Is this a correct way to prepare custom data for yolo v3 detector?

stereomatchingkiss · January 7, 2019, 4:58pm

My solution

convert the data to rec format as this post mentioned

Change the get_dataset function to following(training set and validate set are pikachu_train.rec of this example)

def get_dataset(args): 
 train_dataset = gcv.data.RecordFileDetection(args.train_dataset)
 val_dataset = gcv.data.RecordFileDetection(args.validate_dataset)
 classes = read_classes(args)//this function read the classes from a txt file
 val_metric = VOC07MApMetric(iou_thresh=0.5, class_names=classes)
 
 if args.num_samples < 0:
     args.num_samples = len(train_dataset)
 if args.mixup:
     from gluoncv.data import MixupDetection
     train_dataset = MixupDetection(train_dataset)
 return train_dataset, val_dataset, val_metric

Other things are same as train_yolo3.py

The training results looks fine(?), although not as good as ssd, wonder if I commit any bugs.

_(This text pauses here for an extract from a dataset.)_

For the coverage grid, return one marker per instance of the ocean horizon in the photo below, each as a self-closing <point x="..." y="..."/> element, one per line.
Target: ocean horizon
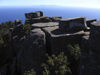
<point x="13" y="13"/>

ps : validate function don’t work at all, finding a way to solve it. Error message is
“ValueError: zero-dimensional arrays cannot be concatenated”

thomelane · January 7, 2019, 9:46pm

Hi @stereomatchingkiss,

One reason for the drop in performance compared to SSD could be due to the lack of augmentation being applied. I see that in the SSD example you’ve linked to SSDDefaultTrainTransform is used. You could try YOLO3DefaultTrainTransform for your case.

As for the error, it would be great if you could provide the full stack trace. You mentioned that you’re using pikachu_train.rec for the validation set, is this what you intended?

stereomatchingkiss · January 8, 2019, 12:13am

Yes, I use YOLO3DefaultTrainTransform in my case. Change the detection size to 608 can detect more pikachu, but still lack than SSD, maybe one of the reason is pikachu are too small and yolov3 is bad at detect small object compare with ssd.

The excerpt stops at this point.